What should you be saving for?
Let’s be honest; most of us don’t start saving for something until we really want it – by then most of us wish we started saving a heck of a lot earlier.
When we’re younger we save for smaller, more attainable things, like CDs, concert tickets and new clothes. As we mature, we start looking at the bigger picture – well, some of us do. Others find it a bit harder to avoid the fancy things in life and rack up debt from loans and credit cards.
There are many reasons why you might want to start saving some money – post-secondary education, a deposit for your first apartment or a used car. And then you get into things like marriage, mortgages, family vacations and – eeks – retirement.
Let’s take a closer look at what you should be saving for.
The Down Payment
Depending on the cost of the home and your financial circumstances, you should have anywhere between 5-20% of the home’s purchase price set aside for a down payment. If your down payment is 20% or more, then you fall under the “conventional mortgage” category. If your down payment is less than 20%, the mortgage is considered to be high-ratio and the lender will require you to purchase mortgage insurance as well.
The more you pay now, the less you pay later.
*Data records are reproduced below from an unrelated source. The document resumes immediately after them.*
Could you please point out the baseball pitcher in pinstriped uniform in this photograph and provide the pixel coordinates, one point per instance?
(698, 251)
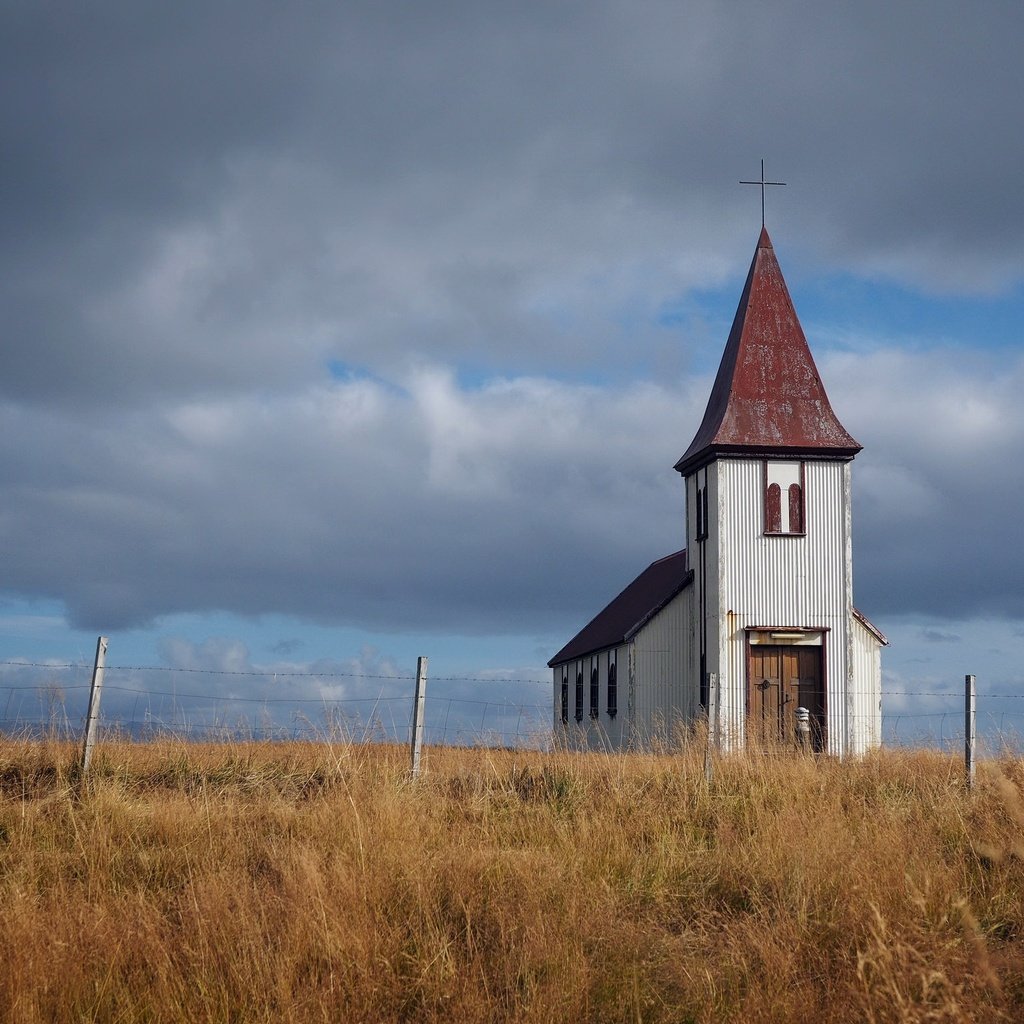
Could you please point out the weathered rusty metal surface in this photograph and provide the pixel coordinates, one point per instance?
(768, 396)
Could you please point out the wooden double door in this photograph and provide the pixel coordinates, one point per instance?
(782, 679)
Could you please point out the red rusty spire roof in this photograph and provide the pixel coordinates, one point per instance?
(768, 397)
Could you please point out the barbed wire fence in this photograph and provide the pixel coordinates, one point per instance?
(145, 701)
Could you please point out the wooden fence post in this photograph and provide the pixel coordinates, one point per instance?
(970, 733)
(92, 716)
(712, 725)
(418, 706)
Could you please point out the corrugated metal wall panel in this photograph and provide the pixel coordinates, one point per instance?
(796, 582)
(666, 686)
(866, 698)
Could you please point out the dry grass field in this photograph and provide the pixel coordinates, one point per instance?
(316, 883)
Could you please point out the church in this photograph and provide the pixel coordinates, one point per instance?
(760, 601)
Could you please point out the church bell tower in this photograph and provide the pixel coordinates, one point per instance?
(768, 524)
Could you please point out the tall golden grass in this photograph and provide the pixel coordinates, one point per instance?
(317, 883)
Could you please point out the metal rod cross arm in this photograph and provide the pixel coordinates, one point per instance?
(762, 182)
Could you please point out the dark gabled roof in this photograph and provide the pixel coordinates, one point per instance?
(635, 606)
(768, 396)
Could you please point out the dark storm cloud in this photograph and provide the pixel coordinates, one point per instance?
(205, 207)
(209, 196)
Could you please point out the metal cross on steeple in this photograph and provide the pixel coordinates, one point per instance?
(762, 182)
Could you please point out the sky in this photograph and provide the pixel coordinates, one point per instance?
(338, 334)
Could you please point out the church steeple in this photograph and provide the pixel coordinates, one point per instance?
(768, 397)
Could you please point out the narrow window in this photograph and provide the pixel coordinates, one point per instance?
(796, 509)
(701, 513)
(773, 509)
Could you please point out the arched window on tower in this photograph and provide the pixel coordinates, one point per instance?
(773, 509)
(784, 507)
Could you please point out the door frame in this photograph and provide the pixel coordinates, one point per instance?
(783, 636)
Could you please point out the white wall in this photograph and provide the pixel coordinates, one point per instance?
(799, 582)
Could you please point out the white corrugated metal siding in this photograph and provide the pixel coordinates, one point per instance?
(795, 582)
(865, 725)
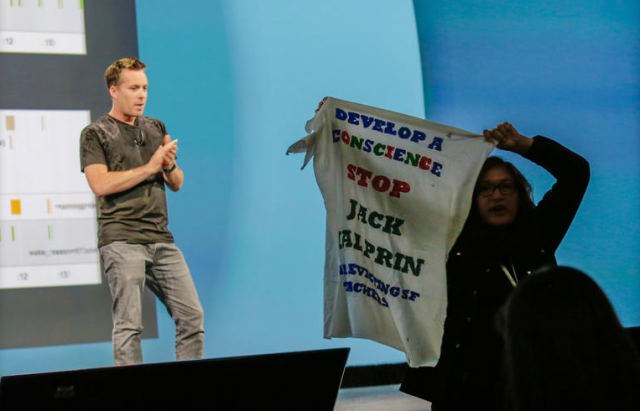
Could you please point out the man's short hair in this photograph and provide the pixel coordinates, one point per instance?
(112, 75)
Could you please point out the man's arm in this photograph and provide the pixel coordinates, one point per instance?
(104, 182)
(172, 174)
(174, 178)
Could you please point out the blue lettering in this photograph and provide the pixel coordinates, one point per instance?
(404, 133)
(378, 124)
(353, 118)
(366, 120)
(389, 129)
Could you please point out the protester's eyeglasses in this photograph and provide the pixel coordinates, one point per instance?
(487, 190)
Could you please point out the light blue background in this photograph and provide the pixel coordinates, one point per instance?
(236, 80)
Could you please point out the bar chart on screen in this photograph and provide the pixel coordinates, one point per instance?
(48, 229)
(42, 26)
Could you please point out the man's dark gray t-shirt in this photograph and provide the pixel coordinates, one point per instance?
(137, 215)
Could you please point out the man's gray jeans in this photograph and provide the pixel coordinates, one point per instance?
(162, 268)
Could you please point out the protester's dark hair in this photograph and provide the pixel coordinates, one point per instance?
(112, 74)
(565, 348)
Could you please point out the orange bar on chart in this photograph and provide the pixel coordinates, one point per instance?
(16, 207)
(10, 122)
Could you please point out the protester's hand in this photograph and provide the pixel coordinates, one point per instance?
(321, 104)
(170, 153)
(506, 137)
(163, 154)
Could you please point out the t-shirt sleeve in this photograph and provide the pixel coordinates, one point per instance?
(91, 152)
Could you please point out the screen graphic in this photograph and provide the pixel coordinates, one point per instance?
(42, 26)
(47, 219)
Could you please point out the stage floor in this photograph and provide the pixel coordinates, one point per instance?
(381, 398)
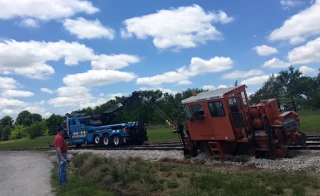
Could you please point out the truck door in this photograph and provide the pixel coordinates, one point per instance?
(237, 115)
(222, 129)
(198, 121)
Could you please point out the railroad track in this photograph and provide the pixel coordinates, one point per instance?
(313, 143)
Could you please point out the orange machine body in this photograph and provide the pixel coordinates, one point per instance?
(223, 122)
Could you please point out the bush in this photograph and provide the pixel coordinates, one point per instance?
(36, 129)
(18, 132)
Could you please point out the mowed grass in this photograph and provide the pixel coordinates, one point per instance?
(27, 143)
(76, 185)
(132, 176)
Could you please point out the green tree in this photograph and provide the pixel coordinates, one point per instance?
(6, 131)
(7, 120)
(18, 132)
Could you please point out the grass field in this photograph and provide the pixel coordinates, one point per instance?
(310, 123)
(77, 185)
(133, 176)
(27, 143)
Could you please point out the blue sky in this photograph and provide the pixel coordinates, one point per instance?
(57, 56)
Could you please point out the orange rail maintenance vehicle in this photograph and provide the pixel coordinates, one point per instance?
(223, 122)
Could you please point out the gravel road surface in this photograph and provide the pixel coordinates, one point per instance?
(24, 173)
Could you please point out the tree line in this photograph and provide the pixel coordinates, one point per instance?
(155, 106)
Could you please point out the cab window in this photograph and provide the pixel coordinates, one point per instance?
(216, 109)
(187, 112)
(244, 98)
(197, 109)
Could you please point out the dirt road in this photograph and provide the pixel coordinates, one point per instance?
(24, 173)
Here’s where you save money with a higher down payment:
- You lower your monthly mortgage payments and make it easier to manage debt
- You pay less money in interest over the long run
- You don’t have to purchase mortgage default insurance
If you have parents that have put aside some savings for your post secondary education – lucky you! If you don’t have that pot of money or you have small children and want to start building up their education savings fund, it’s in your best interest to start early. The cost of education in Canada is high, and although you can take out a student loan to attend college or university, student debt sucks (I’m sure all will agree).
Registered Education Savings Plans (RESPs) can help you achieve your goal. Your savings are considered tax-free – until the funds are withdrawn. Depending on your family’s income, the government sometimes provides extra funds through the Canada Education Savings Grant and Canada Learning Bond programs.
It’s hard to imagine just how much money you’ll need to be comfortable in the future, especially taking inflation into account. But don’t let the not-knowing part stop you from saving now. While many people wait until the end of the year and then rush to make an RRSP contribution before the deadline, you could make your life easier by setting up automatic monthly transfers with your bank. The money you contribute to your RRSPs is tax-deductible.
Whatever you want (Really? Yes, really)
Most people don’t want to safely set aside all of their extra money for the future. Some of us want to spend that hard earned cash on living today! Whether it’s a trip to the spa, an overseas vacation or a new entertainment system. You’ve worked hard for your money and you’ve earned the right to spend it how you see fit – just don’t forget what mom always said and put some aside for a rainy day.